Der BFH hat wiederholt entschieden, dass gegen die Höhe der in § 233a der Abgabenordnung (AO) und in § 238 Abs. 1 Satz 1 AO normierten Zinssätze ab dem Jahr 2012 erhebliche verfassungsrechtliche Bedenken bestehen, die eine Aussetzung nach § 69 Abs. 3 Satz 1 i.V.m. Abs. 2 Satz 2 FGO geboten erscheinen lassen (s. vor allem BFH-Beschluss vom 25.04.2018 - IX B 21/18, BFHE 260, 431, BStBl II 2018, 415; ebenso BFH-Beschlüsse vom 11.02.2020 - VIII B 131/19, BFH/NV 2020, 507, Rz 29; in BFH/NV 2019, 1060, Rz 16, und vom 03.09.2018 - VIII B 15/18, BFH/NV 2018, 1279, jeweils m.w.N.).
Der beschließende Senat wiederum hat bereits festgestellt, dass unter Berücksichtigung dieser Rechtsprechung auch Zweifel an der Verfassungsmäßigkeit der gesetzlich festgelegten Höhe der Säumniszuschläge nach § 240 Abs. 1 Satz 1 AO bestehen (s. Senatsbeschluss vom 14.04.2020 - VII B 53/19, BFH/NV 2021, 177, Rz 3; vgl. auch Senatsurteil vom 30.06.2020 - VII R 63/18, BFHE 270, 7, BStBl II 2021, 191, Rz 23). Dies gilt jedenfalls insoweit, als Säumniszuschlägen nicht die Funktion eines Druckmittels zukommt, sondern die Funktion einer Gegenleistung oder eines Ausgleichs für das Hinausschieben der Zahlung fälliger Steuern, mithin also eine zinsähnliche Funktion (vgl. dazu Senatsbeschluss vom 21.10.2020 - VII B 121/19, BFH/NV 2021, 326, Rz 33; zur Einordnung von Säumniszuschlägen als Druckmittel mit Zinscharakter s.a. BFH-Urteil vom 29.08.1991 - V R 78/86, BFHE 165, 178, BStBl II 1991, 906, unter B.II.2.a, m.w.N., und Senatsurteil vom 25.02.1997 - VII R 15/96, BFHE 182, 480, BStBl II 1998, 2, unter 2.b cc; ebenso: Klein/Rüsken, AO, 15. Aufl., § 240 Rz 1). Ob und inwieweit der weitere Zweck, den Verwaltungsaufwand auszugleichen, hier ebenfalls zu berücksichtigen ist, ist bislang nicht entschieden (s. hierzu die Argumente von Steck, Deutsche Steuer-Zeitung 2019, 143).
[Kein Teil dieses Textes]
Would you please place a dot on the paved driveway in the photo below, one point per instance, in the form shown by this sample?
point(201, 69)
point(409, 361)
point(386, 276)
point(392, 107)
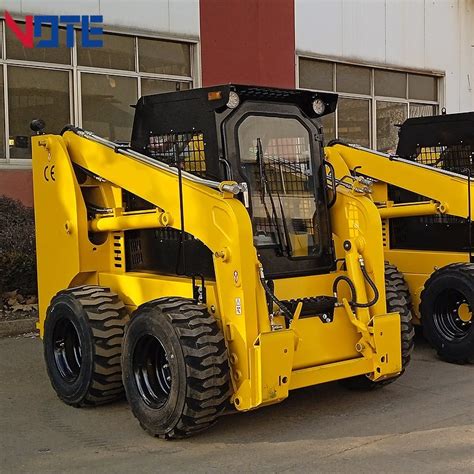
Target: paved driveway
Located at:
point(424, 422)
Vor diesem Hintergrund war die Vollziehung des angefochtenen Abrechnungsbescheids hinsichtlich der Säumniszuschläge zur Umsatzsteuer für August 2018 in der beantragten hälftigen Höhe aufzuheben.
2. Die Kostenentscheidung beruht auf § 135 Abs. 1 FGO.